En clase estaba a mi derecha un chico, andaluz también, de un pueblo de Córdoba; se llamaba Ansio Lesmes; Él se sentaba junto a la ventana que daba al pasillo de las clases; desde el primer día que entramos en aquella aula congeniamos a las mil maravillas. Me sentía seguro a su lado y, no sé si por su acento andaluz, también protegido. Pues bien, no sé porqué, un día me vi sentado al final de la clase, el último de la fila, junto a unas cortinas de color marrón, que ocultaban las perchas donde colgábamos nuestras prendas de abrigo y alguna que otra bolsa de deportes. ¡Qué sensación tan espantosa! Me sentí mal; estaba como en territorio enemigo, solo y sin protección.

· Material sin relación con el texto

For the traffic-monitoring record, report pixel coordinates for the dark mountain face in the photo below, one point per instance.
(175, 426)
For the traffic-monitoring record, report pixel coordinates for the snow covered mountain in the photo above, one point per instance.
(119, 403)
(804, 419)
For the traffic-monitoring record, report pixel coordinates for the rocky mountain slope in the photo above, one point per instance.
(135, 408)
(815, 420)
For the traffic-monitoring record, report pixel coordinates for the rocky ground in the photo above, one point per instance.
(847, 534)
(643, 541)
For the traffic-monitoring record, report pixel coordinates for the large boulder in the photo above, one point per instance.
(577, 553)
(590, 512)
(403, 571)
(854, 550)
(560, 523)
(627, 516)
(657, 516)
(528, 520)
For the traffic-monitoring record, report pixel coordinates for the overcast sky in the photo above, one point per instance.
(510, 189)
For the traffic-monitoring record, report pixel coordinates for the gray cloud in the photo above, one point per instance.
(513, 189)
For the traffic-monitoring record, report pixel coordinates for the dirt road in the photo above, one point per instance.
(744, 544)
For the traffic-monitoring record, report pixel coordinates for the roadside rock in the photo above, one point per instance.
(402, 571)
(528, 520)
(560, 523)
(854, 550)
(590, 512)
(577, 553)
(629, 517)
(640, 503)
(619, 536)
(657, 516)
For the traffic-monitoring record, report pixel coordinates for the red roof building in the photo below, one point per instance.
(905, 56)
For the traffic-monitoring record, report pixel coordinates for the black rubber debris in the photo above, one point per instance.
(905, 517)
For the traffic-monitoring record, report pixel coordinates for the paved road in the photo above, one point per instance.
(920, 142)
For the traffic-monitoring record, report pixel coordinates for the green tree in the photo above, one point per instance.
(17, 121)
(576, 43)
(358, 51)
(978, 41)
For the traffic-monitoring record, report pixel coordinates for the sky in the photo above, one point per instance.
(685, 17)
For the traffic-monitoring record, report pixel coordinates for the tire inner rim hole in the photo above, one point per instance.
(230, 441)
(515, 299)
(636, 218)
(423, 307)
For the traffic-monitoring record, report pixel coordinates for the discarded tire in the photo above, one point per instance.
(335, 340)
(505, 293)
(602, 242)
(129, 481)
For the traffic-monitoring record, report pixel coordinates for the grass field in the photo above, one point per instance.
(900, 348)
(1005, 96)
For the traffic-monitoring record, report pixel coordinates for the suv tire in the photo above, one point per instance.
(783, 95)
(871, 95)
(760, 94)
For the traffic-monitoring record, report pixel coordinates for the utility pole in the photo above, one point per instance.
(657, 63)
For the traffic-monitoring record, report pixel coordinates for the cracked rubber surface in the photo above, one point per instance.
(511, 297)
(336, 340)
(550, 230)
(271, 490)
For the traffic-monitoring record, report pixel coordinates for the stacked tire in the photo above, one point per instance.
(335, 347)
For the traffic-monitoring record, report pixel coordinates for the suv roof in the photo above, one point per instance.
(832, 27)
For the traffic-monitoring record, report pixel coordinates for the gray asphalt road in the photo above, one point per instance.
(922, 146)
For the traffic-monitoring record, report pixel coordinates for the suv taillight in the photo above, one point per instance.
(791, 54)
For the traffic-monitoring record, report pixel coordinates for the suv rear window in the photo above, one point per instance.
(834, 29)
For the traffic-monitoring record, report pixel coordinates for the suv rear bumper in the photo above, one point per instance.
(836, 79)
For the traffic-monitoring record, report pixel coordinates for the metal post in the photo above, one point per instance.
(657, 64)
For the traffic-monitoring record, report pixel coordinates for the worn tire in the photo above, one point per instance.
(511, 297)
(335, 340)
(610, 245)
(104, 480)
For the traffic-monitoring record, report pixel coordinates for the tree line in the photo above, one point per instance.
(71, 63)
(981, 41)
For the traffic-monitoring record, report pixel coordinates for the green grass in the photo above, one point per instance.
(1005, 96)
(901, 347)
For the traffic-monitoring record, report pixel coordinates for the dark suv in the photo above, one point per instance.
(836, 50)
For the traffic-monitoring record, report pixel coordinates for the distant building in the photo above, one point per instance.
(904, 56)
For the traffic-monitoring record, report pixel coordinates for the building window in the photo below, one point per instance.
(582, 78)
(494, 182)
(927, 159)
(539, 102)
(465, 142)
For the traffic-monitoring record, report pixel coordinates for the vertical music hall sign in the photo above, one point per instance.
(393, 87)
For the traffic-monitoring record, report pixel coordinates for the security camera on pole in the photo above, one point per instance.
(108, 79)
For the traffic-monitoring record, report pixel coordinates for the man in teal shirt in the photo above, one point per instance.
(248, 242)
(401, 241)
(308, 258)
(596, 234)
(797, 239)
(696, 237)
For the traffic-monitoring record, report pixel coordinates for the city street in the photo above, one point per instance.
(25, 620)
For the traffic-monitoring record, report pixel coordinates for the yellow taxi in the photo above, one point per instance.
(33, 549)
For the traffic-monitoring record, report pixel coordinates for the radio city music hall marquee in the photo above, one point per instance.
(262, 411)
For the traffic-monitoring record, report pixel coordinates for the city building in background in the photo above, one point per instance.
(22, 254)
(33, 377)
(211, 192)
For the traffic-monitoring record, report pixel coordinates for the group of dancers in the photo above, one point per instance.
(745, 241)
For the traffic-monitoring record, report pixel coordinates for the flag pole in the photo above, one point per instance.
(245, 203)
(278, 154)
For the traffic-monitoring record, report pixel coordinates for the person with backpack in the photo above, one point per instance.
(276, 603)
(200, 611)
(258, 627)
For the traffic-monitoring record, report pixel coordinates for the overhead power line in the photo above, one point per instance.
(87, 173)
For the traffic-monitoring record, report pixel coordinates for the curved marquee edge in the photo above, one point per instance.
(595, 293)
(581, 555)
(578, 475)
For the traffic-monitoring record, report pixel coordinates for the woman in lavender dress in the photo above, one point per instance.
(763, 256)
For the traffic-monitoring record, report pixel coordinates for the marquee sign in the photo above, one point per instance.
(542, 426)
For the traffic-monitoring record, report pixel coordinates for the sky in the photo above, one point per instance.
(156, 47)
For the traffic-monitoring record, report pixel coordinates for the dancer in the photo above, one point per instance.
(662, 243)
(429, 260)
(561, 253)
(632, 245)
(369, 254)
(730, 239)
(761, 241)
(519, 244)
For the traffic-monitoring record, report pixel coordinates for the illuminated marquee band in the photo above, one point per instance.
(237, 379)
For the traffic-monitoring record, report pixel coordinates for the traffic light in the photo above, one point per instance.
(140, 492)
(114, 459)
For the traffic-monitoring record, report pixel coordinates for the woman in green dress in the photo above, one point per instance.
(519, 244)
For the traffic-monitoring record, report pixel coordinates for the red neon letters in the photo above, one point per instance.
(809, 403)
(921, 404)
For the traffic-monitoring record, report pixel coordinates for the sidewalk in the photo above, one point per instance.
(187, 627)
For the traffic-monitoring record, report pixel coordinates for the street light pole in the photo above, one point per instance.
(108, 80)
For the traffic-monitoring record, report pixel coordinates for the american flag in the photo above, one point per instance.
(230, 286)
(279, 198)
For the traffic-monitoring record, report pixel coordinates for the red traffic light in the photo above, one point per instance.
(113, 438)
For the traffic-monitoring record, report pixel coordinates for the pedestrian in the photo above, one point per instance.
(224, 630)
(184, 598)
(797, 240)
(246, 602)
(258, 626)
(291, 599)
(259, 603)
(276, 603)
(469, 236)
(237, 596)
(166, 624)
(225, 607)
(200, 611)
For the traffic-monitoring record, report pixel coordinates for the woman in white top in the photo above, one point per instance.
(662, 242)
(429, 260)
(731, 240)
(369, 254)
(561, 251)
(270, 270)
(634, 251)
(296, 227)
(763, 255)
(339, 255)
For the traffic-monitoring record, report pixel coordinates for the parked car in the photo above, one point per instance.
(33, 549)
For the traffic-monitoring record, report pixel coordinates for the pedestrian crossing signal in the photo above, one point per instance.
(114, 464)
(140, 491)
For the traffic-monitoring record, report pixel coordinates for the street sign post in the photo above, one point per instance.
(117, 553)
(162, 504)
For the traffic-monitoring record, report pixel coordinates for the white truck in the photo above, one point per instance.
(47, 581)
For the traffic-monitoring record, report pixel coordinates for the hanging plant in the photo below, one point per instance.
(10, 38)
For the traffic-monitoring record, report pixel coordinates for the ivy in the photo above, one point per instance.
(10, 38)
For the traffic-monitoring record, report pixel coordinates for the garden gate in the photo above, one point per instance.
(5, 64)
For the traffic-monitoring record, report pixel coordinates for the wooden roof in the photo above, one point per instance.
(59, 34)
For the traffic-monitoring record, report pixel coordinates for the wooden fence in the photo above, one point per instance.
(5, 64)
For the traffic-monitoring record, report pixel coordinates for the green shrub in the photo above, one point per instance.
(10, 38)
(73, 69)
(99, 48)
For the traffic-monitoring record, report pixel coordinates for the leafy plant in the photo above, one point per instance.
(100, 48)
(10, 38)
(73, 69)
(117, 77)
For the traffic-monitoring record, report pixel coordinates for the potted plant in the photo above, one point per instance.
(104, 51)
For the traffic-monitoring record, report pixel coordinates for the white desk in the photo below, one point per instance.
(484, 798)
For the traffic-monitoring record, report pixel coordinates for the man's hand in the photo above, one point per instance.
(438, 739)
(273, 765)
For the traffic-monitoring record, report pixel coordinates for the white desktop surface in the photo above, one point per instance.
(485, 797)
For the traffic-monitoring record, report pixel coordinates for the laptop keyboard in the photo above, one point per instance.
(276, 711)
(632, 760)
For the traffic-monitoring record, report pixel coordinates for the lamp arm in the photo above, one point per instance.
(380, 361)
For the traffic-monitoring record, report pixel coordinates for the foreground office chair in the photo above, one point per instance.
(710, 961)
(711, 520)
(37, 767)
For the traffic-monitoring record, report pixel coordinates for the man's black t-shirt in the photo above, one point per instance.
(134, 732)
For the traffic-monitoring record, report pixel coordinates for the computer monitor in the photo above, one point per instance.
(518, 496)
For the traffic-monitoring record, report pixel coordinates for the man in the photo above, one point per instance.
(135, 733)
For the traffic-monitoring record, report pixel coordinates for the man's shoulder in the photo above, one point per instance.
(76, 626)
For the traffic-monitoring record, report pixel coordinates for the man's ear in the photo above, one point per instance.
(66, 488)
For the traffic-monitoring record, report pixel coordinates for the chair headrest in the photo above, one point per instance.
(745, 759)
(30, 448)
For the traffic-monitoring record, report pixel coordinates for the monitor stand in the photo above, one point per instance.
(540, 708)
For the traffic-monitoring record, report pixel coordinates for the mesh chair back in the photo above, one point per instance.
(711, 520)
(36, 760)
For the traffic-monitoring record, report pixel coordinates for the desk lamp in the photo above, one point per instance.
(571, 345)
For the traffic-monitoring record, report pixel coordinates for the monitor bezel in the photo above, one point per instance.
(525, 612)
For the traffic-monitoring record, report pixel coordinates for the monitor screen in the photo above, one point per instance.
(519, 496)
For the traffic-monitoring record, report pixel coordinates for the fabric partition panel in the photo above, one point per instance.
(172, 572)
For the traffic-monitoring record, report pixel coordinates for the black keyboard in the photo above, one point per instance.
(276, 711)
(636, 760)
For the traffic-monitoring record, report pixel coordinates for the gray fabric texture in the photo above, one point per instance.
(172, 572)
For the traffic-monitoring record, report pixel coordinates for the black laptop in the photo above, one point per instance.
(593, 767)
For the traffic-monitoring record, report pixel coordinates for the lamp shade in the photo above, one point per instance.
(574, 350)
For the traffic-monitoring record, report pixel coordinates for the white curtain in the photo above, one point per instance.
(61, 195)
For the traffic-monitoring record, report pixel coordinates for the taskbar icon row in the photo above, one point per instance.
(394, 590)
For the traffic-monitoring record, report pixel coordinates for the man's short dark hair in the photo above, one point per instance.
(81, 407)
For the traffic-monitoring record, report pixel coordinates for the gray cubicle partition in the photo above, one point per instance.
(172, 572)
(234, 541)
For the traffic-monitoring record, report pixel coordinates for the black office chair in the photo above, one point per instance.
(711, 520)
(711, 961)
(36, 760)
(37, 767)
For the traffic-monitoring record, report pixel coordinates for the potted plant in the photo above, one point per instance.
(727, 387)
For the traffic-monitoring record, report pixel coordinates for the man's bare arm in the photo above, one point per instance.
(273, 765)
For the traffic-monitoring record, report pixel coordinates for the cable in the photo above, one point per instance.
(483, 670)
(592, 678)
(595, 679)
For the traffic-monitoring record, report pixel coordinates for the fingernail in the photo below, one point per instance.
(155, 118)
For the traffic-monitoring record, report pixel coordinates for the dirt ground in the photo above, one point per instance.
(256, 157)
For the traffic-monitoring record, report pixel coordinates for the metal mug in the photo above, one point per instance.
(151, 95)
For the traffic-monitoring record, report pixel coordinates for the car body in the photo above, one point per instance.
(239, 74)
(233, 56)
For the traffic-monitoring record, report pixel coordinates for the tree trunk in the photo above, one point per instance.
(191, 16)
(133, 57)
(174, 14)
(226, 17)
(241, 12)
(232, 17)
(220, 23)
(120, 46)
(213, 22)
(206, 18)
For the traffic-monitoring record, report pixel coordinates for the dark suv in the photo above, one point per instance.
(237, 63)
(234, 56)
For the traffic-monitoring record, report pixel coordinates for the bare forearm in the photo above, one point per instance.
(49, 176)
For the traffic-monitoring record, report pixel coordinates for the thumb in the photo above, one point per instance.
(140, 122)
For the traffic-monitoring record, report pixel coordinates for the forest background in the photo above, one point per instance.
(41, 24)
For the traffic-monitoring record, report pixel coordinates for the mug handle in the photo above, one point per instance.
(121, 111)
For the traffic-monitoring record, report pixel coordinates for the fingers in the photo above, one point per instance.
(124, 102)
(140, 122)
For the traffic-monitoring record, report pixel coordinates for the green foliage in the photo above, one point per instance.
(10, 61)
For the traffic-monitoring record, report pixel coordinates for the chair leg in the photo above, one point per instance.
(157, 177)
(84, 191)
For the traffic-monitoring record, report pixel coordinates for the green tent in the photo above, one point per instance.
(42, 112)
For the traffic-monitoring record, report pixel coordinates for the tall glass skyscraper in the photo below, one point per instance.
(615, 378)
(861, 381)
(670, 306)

A él lo colocaron en la fila de las ventanas que daba al jardín. Nos miramos y casi de tapadillo, sin hablar, nos dirigimos una leve sonrisa en agradecimiento por haber sufrido, ambos, la ausencia de nuestras familias.
Un mes más tarde nos reunieron después de la cena, a todos los andaluces para darnos la opción de poder marcharnos a seguir nuestros estudios a las Universidades Laborales de Córdoba o Sevilla. Ansio, junto a Giráldez (otro chico cordobés) se fue a su tierra, y yo… en clase empecé a conocer a un chico que llevaba gafas con montura negra de pasta y cristales verdosos; era catalán… un andaluz y un catalán, ¡vaya pareja! Ese chico se llamaba Carlos.